9月に入り、70歳以上の方のお金の相談が増えている。
というのも、8月から70歳以上の高額療養費制度の自己負担限度額に変更があり、一定の収入がある方の1ヶ月の医療費負担が、人によっては13,600円もアップしたからである。

 

一定の収入があるということは、裕福な高齢者だろうと思われるかもしれない。しかし、基準になっている金額は、生活に十分な額とは言えない年収約156万円以上、余裕があるとまでは言えない年収約370万円以上である。

そしてなによりがん患者を、高額療養費制度の問題は、自己負担限度額を判断される収入が、現在の収入ではなく、昨年もしくは一昨年の収入となっていることである。

70歳以上の方ががんに罹患し、昨年と同様の収入を得ているケースは滅多にない。体調や体力的に厳しく、仕事を辞めてしまう方、仕事量を最低限に減らす方がほとんどであり、収入は老齢年金だけになってしまっている。
現在の収入で判断されるなら、医療費の自己負担限度額はもっと少なくて済むのに。ここが、がん患者を悩ませる高額療養費制度の大きな問題でもある。

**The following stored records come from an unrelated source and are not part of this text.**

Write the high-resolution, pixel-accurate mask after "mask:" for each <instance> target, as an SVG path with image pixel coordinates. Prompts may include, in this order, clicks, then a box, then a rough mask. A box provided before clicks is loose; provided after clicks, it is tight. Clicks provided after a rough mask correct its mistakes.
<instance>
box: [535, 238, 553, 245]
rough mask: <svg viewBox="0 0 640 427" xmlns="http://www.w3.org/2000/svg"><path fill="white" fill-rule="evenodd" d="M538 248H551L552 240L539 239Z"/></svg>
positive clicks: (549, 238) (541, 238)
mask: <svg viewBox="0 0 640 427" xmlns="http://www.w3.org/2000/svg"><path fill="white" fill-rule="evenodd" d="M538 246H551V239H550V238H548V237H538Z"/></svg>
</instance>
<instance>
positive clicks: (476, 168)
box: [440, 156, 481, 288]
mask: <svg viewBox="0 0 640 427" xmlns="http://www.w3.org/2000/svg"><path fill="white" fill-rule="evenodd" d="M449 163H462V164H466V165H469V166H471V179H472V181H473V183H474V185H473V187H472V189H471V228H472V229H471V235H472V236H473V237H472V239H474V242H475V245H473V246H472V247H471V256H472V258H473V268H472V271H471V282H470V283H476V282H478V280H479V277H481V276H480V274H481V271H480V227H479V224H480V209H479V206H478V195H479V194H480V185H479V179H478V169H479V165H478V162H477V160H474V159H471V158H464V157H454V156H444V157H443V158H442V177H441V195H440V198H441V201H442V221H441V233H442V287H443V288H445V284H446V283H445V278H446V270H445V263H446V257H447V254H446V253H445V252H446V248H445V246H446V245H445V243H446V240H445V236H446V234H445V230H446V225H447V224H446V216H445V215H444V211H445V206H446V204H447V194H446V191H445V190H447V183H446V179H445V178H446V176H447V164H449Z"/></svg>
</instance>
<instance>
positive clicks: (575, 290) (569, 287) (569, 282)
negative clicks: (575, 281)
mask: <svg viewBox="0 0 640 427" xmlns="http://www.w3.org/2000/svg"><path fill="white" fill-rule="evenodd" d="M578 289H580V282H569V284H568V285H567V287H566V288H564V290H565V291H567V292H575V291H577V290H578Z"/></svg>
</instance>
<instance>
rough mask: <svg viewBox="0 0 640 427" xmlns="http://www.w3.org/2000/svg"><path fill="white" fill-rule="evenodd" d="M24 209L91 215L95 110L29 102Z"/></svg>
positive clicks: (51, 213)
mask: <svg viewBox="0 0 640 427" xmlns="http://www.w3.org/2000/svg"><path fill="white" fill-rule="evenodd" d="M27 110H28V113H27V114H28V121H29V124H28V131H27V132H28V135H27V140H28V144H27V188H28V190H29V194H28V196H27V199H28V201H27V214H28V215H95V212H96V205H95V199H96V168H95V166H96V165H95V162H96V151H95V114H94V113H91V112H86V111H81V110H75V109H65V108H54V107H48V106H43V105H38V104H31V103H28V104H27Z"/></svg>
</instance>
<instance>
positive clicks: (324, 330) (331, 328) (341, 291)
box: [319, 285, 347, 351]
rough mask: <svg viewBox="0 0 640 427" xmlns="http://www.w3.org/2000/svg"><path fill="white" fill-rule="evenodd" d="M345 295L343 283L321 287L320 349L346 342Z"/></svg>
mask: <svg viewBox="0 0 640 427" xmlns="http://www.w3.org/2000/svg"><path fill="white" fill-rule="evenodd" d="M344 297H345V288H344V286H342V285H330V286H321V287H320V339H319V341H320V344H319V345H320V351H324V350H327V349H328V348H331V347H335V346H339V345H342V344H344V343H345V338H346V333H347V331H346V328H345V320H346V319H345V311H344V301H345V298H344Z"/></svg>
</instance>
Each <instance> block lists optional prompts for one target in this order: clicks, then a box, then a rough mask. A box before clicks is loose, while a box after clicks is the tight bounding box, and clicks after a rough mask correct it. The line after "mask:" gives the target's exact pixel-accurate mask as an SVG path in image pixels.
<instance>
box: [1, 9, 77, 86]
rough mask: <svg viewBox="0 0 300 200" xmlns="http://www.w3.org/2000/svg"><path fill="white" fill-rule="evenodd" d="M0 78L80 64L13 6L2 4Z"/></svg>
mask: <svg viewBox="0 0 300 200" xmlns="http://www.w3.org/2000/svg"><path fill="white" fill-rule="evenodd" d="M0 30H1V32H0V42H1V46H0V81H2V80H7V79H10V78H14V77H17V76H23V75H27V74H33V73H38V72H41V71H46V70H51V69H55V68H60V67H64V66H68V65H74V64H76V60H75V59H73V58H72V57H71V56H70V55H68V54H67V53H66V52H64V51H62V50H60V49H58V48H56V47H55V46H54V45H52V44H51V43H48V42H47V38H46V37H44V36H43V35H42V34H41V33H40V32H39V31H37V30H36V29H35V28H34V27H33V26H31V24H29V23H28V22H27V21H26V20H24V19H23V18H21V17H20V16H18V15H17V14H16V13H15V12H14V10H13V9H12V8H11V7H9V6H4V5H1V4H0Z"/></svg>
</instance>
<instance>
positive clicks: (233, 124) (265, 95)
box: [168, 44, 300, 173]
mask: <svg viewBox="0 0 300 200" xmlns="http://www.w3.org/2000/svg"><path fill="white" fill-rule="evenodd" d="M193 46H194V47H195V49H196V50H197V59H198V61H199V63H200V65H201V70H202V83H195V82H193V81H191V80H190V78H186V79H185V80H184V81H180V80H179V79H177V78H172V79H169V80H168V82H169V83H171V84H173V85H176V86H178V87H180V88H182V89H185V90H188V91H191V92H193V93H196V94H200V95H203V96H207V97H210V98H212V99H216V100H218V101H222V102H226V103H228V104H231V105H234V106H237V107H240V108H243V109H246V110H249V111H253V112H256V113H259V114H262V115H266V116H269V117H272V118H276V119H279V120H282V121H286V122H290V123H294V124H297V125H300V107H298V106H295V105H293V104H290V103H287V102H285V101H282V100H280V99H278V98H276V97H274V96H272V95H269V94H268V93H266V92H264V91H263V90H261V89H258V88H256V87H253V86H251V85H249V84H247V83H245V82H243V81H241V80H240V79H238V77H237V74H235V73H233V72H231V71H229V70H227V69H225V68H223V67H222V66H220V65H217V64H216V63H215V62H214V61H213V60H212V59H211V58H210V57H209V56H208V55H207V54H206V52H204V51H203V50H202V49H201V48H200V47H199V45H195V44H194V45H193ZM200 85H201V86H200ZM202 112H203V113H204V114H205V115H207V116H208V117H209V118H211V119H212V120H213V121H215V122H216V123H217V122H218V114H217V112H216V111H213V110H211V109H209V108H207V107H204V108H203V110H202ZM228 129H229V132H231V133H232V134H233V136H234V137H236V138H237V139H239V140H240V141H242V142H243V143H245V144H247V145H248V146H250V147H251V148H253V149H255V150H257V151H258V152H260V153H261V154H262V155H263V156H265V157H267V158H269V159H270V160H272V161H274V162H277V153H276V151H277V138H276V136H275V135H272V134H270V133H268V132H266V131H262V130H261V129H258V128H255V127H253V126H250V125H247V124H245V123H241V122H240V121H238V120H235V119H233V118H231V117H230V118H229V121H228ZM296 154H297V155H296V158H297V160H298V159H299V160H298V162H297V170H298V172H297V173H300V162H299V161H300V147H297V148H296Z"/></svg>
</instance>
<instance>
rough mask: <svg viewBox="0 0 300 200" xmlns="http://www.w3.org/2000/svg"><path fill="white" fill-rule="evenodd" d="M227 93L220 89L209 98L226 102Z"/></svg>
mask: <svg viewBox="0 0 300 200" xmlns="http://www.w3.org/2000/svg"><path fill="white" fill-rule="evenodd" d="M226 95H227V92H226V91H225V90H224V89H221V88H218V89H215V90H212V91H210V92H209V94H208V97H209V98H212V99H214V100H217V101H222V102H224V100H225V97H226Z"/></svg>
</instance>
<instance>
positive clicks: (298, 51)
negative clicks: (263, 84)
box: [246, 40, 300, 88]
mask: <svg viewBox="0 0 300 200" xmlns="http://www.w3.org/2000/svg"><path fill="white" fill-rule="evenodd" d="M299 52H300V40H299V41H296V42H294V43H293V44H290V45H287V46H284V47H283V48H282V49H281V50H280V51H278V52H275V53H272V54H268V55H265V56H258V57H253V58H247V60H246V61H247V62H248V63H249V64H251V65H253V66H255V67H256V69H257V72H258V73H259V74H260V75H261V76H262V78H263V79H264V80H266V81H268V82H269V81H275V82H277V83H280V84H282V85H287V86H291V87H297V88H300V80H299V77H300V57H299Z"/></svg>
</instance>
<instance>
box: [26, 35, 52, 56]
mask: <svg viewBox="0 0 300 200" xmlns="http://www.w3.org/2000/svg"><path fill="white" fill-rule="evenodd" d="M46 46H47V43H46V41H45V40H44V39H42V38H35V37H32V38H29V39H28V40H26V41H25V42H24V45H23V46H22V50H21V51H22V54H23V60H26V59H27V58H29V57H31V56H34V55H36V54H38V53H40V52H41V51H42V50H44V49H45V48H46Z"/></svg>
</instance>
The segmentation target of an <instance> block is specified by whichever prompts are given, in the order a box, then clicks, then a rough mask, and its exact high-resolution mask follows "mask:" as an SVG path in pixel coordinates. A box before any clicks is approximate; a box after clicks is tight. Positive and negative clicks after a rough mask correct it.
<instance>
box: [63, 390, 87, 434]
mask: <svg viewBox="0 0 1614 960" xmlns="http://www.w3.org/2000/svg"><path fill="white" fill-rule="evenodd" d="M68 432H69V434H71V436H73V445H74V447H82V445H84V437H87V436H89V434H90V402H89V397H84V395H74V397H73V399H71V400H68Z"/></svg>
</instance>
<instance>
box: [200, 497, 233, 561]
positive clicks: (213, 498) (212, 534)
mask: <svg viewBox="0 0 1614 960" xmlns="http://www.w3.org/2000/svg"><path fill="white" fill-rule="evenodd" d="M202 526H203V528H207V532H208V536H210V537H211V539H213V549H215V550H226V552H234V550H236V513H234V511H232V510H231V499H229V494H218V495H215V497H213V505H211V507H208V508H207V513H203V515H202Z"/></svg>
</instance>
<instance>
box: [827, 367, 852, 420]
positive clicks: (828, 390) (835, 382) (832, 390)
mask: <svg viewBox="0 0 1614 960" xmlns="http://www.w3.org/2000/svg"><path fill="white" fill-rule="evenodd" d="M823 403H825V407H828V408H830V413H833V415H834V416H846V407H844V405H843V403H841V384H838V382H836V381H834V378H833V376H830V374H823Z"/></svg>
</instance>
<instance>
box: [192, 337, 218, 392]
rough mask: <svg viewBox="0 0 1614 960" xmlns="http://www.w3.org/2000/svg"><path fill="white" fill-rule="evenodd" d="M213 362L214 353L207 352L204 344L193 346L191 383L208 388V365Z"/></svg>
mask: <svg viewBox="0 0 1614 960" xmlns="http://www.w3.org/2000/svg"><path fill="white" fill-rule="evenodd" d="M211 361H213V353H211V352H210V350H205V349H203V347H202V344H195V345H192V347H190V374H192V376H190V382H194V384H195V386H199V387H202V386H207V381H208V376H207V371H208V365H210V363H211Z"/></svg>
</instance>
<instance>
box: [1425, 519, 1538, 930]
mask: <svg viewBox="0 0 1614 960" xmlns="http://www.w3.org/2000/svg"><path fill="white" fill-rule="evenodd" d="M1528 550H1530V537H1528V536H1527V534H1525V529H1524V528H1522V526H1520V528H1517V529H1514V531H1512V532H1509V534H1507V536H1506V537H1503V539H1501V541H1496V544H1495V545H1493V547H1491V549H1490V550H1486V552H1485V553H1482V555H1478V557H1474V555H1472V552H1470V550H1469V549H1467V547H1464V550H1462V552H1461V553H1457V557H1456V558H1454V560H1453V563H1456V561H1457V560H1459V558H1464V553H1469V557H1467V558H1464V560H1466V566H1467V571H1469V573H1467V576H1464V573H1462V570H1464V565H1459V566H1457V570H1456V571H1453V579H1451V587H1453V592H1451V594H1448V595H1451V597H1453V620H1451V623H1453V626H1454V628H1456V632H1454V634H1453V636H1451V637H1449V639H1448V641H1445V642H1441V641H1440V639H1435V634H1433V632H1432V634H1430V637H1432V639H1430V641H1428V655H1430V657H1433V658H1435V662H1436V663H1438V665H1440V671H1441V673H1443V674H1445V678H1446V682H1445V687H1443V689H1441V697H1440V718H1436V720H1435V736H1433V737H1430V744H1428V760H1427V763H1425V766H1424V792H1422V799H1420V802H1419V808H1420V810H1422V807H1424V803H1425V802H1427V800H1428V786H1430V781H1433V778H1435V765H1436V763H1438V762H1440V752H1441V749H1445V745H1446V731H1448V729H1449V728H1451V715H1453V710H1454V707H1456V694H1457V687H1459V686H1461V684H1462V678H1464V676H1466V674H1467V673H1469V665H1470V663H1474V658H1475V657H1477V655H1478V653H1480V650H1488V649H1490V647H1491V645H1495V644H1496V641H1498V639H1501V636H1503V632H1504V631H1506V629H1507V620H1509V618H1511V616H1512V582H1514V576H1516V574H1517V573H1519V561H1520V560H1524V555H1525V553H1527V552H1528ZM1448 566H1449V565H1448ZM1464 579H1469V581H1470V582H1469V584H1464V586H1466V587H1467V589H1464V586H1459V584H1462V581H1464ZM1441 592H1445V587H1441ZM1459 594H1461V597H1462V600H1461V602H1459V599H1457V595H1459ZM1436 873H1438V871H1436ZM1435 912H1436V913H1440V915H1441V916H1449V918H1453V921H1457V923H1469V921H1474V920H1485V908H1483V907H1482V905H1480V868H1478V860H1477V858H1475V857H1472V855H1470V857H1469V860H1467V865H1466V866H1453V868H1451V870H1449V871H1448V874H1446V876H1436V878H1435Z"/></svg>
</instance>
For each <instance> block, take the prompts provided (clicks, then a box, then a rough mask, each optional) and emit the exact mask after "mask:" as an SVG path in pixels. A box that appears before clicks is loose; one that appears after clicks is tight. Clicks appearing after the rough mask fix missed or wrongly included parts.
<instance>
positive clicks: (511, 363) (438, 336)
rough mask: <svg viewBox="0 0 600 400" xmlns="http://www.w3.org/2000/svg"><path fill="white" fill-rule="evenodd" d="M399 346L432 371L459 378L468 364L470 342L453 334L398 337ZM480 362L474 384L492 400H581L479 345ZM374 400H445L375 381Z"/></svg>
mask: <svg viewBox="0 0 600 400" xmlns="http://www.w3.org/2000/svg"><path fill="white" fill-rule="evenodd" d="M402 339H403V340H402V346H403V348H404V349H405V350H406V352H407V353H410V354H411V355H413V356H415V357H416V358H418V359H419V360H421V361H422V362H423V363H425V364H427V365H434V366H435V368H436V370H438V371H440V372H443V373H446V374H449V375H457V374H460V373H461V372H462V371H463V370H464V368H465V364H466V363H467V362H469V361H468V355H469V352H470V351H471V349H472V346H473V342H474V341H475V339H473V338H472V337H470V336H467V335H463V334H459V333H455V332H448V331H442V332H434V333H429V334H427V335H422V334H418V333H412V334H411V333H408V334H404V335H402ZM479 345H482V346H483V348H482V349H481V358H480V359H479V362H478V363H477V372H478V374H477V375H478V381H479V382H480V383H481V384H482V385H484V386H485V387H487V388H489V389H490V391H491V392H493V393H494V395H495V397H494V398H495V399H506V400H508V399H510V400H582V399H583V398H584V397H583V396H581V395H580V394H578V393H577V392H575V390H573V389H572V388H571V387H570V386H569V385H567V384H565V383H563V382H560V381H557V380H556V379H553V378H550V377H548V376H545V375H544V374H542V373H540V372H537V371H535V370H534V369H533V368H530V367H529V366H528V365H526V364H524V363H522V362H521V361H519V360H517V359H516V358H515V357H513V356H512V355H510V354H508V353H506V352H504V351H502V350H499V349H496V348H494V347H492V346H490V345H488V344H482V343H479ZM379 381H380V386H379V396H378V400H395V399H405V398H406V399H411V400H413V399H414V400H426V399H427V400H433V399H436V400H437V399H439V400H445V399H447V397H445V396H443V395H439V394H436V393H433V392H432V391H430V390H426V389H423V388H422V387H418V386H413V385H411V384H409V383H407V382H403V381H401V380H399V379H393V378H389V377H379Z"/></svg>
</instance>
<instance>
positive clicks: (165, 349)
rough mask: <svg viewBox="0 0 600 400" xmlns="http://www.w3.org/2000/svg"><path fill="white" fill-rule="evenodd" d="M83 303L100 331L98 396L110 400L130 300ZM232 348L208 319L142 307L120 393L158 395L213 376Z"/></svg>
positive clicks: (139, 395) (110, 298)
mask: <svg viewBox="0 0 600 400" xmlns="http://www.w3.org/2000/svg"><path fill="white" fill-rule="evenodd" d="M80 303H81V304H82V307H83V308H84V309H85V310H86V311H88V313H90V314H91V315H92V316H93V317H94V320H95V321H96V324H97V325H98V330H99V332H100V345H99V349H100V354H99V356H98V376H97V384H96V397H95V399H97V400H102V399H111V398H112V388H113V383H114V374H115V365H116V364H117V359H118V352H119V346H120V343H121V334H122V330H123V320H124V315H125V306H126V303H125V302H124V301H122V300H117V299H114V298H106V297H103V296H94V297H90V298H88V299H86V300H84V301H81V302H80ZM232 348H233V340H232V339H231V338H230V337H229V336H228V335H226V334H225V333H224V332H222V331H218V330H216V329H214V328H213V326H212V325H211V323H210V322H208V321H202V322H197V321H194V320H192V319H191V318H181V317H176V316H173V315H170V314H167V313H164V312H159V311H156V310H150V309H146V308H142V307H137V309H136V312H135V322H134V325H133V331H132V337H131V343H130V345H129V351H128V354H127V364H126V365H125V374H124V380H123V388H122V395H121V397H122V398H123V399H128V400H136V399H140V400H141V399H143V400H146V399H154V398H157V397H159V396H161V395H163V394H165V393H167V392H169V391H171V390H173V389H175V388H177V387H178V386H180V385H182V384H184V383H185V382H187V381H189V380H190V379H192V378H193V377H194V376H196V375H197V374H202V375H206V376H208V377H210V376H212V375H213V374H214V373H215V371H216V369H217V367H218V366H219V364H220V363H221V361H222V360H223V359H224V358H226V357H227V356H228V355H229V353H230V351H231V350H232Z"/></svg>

先日、相談に来られた70歳代前半の男性は、これまで生活費を得るために自営業を続けてこられたが、がん罹患により体調を崩し、この春、仕事から完全に離れられたとのことだった。
月々10万円ほどの年金収入で、通院で治療中のこの男性の8月からの医療費は毎月57,600円。自営業者が加入する国民健康保険では、いくら収入が下がったとしても、来年の7月まで医療費の負担額が変更されることはない。
これでは生活ができないと嘆いておられ、財産や保険、家族や家計状況も伺って考えてみたが、私もこの男性を安心、納得させられるような良案を出すことができなかった。

福祉制度はあるとはいえ、「お金の切れ目が命の切れ目、だね」とおっしゃった一言が忘れられない。

健康保険に備わっている高額療養費制度のおかげで、がん患者が安心して治療を継続できているという現実も間違いない。しかし、がん患者の相談を受けていると、がん患者がぶち当たるこの制度の問題点も感じる。

70歳を超える年齢で、がん治療をしながら働いて収入を得続けることは厳しい。制度を変えていくことは難しい。
患者が安心して治療を続けていけるために、何か良い手立てはないだろうか。